22 January 2026, 07:15

Wie die Buchmesse Frankfurt zur politischen Arena zwischen Zensur und Gegenprotest wurde

Ein offenes deutsches Handbuch mit farbigem Text und Beispielen auf seinen Seiten, vor einem dunklen Hintergrund.

Wie die Buchmesse Frankfurt zur politischen Arena zwischen Zensur und Gegenprotest wurde

Die Buchmesse Frankfurt, 1949 gegründet, verfolgte einst das Ziel, ein "neues geistiges Deutschland" aufzubauen – frei von Zensur und ideologischer Kontrolle. Doch im Laufe der Jahrzehnte verschob sich ihre politische Haltung, insbesondere nach 2015, was zu wachsenden Spannungen mit rechtspopulistischen Verlagen führte. Nun hat sich mit der Seitenwechsel eine Gegenveranstaltung etabliert, die direkt auf diese Entwicklungen reagiert.
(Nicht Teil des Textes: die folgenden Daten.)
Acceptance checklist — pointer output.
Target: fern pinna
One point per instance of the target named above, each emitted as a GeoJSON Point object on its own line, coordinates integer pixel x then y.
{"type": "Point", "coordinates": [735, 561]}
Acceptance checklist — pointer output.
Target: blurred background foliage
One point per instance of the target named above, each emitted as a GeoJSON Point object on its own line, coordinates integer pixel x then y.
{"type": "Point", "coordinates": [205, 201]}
Jahre lang hielt die Messeleitung an einer neutralen Position fest, selbst als es zu Vorfällen mit linksextremen Akteuren kam und konservative Verlage eine kleine Minderheit blieben. Doch ab 2015 veränderten die aufkommenden Migrationsdebatten und der Aufstieg der AfD die Stimmung. Zwei Jahre später, 2017, positionierten sich der Börsenverein des Deutschen Buchhandels und die Messeveranstalter erstmals öffentlich gegen rechtspopulistische Aussteller.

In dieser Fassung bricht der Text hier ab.